Mit Novego und Deprexis gibt es in Deutschland mittlerweile mindestens zwei digitale Therapieangebote für Patienten mit psychischen Erkrankungen – im Falle von Deprexis sogar für erste Patienten auf Rezept. Dabei scheint es gute Gründe zu geben, warum psychische Erkrankungen in Deutschlands aufkeimendem Digital Health Markt gezielt adressiert werden:

  • Kostentreiber psychische Erkrankung: Gemessen an den Kosten gehören psychische Erkrankungen zu den Top-3-Krankheitsklassen in Deutschland. In 2006 machten sie 11,3% der Krankheitskosten aus (Spitzenreiter waren Herz-Kreislauf-Erkrankungen mit 14,9%).

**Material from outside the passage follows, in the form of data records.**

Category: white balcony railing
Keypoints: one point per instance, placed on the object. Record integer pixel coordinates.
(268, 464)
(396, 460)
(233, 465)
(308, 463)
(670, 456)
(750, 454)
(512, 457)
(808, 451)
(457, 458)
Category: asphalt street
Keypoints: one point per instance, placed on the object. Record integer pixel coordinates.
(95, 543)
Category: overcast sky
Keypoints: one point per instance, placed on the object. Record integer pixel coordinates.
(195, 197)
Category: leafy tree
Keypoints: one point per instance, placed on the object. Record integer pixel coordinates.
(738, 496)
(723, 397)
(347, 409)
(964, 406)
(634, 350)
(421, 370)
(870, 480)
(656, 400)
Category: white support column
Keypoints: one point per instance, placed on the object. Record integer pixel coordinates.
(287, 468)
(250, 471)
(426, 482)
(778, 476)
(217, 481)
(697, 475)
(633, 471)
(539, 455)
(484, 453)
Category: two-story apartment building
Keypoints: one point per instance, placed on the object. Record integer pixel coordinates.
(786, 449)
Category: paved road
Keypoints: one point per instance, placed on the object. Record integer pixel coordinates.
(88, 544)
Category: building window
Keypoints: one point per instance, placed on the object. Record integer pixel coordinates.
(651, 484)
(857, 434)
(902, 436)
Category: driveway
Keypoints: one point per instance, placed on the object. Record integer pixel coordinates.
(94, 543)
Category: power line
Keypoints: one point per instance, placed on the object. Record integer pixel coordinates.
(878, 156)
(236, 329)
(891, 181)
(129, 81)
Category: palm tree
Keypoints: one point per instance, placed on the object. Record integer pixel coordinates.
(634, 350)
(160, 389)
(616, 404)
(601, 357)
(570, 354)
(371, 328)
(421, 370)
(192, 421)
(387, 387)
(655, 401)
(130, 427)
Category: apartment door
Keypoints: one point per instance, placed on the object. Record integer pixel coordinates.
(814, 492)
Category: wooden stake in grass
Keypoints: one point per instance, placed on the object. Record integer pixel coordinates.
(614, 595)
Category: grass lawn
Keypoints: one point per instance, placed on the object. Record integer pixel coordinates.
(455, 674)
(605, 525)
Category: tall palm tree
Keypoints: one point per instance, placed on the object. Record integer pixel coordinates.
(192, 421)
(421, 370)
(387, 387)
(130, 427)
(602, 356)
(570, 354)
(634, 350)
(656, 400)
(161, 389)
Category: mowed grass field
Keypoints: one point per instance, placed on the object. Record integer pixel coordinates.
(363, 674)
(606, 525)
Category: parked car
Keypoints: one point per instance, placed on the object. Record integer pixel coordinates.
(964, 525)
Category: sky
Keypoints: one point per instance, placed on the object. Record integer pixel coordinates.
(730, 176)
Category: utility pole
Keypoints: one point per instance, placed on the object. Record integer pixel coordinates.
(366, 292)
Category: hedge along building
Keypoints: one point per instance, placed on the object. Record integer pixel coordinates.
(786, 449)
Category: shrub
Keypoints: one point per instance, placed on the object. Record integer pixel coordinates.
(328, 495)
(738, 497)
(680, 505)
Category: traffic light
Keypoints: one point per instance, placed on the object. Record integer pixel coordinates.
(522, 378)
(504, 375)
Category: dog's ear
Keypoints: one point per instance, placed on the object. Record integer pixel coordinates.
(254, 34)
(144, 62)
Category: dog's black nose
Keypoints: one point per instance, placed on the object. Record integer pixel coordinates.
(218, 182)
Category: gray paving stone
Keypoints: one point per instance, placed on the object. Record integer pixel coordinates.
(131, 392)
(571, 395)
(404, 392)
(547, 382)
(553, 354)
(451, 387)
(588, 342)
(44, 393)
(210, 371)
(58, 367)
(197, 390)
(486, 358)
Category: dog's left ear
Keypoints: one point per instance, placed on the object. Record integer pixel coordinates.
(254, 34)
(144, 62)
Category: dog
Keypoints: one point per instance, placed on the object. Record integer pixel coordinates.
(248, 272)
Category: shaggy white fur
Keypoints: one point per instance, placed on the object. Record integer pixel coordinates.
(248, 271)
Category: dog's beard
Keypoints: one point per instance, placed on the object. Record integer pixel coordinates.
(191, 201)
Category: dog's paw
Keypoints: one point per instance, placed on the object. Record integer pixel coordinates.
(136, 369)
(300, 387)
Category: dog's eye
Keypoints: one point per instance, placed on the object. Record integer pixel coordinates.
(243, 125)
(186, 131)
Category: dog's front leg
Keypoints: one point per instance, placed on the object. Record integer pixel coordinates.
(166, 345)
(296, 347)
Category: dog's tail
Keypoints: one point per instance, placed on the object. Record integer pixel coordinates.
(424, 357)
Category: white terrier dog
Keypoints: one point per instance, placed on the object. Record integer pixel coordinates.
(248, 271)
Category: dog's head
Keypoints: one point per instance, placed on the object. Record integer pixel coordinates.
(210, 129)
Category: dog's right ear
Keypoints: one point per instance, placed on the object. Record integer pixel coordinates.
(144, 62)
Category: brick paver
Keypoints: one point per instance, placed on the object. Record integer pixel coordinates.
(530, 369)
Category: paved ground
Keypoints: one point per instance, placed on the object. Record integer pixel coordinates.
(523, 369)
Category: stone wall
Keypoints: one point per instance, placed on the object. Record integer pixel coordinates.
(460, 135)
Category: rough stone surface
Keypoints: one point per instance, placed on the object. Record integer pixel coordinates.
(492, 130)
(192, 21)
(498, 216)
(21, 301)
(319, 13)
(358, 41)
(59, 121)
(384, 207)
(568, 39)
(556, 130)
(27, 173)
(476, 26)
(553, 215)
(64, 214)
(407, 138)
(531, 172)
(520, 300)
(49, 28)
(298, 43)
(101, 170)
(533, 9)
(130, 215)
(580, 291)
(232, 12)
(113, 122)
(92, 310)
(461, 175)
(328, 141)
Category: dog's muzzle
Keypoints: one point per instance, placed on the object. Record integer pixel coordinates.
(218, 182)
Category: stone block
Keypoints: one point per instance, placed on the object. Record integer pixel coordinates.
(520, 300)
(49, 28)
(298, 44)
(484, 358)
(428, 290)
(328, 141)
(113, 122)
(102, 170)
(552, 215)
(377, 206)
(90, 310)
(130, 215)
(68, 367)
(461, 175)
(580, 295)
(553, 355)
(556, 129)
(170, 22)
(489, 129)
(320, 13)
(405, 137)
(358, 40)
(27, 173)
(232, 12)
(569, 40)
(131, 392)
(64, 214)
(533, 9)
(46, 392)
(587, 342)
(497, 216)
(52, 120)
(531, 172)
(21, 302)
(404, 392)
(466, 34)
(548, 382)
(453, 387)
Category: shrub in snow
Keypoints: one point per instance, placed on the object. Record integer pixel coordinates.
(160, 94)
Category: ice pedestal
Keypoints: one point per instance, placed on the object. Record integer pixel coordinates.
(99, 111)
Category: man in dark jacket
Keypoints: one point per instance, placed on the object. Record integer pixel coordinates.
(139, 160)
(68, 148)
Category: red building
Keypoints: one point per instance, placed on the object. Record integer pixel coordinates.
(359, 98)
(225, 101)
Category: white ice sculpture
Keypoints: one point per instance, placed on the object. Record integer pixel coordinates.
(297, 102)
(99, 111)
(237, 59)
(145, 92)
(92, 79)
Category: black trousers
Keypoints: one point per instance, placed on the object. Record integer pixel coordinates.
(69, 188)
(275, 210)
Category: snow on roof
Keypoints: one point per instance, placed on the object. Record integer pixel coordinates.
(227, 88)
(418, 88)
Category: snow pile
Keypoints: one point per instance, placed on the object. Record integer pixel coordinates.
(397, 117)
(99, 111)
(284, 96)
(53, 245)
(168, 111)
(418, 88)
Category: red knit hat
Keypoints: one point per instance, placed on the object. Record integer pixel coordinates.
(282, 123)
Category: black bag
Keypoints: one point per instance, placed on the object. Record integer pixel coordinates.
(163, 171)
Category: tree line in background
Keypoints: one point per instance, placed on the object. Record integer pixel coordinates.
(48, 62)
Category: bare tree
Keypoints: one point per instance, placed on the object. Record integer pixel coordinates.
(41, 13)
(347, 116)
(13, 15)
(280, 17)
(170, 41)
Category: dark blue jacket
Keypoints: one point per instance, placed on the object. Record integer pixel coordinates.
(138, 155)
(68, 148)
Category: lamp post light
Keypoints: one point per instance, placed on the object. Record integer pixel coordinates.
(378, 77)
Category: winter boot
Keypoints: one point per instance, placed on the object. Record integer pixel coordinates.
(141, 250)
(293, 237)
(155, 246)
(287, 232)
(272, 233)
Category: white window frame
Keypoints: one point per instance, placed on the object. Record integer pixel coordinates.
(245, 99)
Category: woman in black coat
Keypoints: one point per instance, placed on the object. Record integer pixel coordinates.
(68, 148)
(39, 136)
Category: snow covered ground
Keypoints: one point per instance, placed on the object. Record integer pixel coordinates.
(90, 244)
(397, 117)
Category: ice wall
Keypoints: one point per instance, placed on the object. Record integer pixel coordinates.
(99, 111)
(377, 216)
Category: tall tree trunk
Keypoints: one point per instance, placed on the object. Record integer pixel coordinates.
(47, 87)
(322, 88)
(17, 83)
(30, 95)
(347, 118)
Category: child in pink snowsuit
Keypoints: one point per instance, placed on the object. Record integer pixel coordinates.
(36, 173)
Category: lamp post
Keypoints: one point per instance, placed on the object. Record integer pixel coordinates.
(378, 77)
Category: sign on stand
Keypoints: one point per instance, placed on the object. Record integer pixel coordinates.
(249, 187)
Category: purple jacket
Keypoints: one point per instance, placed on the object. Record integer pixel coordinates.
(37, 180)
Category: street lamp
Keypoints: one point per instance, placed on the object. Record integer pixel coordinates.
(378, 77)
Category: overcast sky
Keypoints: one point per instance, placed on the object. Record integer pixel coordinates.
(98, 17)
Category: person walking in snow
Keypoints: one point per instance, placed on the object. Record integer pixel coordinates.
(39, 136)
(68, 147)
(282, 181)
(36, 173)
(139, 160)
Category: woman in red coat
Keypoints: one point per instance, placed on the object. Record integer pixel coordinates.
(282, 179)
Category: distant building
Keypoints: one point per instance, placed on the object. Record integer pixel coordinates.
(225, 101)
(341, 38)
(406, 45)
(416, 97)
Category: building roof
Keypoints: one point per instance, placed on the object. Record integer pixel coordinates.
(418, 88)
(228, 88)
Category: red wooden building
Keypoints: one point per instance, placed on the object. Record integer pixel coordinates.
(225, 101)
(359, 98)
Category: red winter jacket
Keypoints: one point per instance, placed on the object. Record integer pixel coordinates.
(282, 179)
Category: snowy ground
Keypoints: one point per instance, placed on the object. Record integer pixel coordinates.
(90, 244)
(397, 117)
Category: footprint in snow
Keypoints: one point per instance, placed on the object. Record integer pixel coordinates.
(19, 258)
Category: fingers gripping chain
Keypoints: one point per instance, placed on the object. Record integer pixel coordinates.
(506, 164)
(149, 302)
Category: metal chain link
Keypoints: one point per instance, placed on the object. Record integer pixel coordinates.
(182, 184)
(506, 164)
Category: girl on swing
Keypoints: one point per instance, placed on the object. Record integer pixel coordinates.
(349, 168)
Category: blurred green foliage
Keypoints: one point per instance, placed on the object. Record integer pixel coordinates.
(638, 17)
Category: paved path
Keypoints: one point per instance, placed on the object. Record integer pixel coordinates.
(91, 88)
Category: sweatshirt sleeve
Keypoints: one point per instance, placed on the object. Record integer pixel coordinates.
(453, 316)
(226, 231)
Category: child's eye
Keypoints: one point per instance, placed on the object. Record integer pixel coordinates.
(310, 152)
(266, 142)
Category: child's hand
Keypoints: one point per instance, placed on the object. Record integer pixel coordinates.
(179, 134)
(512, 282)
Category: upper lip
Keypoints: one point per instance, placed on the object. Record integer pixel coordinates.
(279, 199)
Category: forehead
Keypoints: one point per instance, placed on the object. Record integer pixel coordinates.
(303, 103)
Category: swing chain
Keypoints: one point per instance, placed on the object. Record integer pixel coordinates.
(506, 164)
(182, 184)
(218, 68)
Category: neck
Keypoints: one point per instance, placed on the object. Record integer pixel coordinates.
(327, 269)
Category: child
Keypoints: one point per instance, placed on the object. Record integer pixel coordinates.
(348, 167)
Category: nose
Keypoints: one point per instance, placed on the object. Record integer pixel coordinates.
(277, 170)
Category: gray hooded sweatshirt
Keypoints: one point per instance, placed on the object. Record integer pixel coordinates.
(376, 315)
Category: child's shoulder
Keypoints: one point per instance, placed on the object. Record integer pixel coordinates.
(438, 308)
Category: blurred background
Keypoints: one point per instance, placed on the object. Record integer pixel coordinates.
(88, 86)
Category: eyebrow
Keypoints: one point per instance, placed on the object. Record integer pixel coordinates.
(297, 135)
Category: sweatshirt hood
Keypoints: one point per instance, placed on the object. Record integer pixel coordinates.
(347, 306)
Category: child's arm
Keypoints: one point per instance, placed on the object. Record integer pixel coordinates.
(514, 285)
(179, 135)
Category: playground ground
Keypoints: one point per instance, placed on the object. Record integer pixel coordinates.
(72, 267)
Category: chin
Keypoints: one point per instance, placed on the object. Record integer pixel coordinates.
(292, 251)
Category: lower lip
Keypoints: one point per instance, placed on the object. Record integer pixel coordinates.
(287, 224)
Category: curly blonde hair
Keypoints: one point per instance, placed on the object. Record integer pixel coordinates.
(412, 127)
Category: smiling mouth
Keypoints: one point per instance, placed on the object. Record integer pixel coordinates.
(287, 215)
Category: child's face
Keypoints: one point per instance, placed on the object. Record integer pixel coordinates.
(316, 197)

  • Mangelware Psychotherapeuth: Insbesondere gesetzliche Versicherte Patienten warten häufig wochenlang auf Termine. Das ist nicht nur teuer für die Kassen, sondern erhöht auch die Bereitschaft der Patienten, innovative Hilfestellungen anzunehmen.
  • Demographie der Patientenschaft: Im Vergleich zu anderen weit verbreiteten Krankheitsbildern leiden überproportional viele jüngere Menschen unter psychischen Erkrankungen: In der Gruppe der 15 bis 45-jährigen waren sie in 2011 der Auslöser für 38% der Aufenthalte in Vorsorge- oder Rehabilitationseinrichungen.
  • Komorbidität: Patienten mit chronischen somatischen Erkrankungen sind dem 1,5-2-fachen Risiko einer gleichzeitigen psychischen Störung ausgesetzt. Nach einer Veröffentlichung der Deutschen Rentenversicherung leiden beispielsweise 30-40% somatisch erkrankter Rehabilitationspatienten unter psychischen Belastungen. In der gleichen Gruppe beträgt die 4-Wochen-Prävalenz psychischer Störungen je nach somatischer Erkrankung 16-25%.

So gut also die Gründe für innovative Therapieansätze sind, so spannend werden die Ergebnisse der aktuell durchgeführten Wirksamkeitsstudien, z.B. bei Deprexis, sein.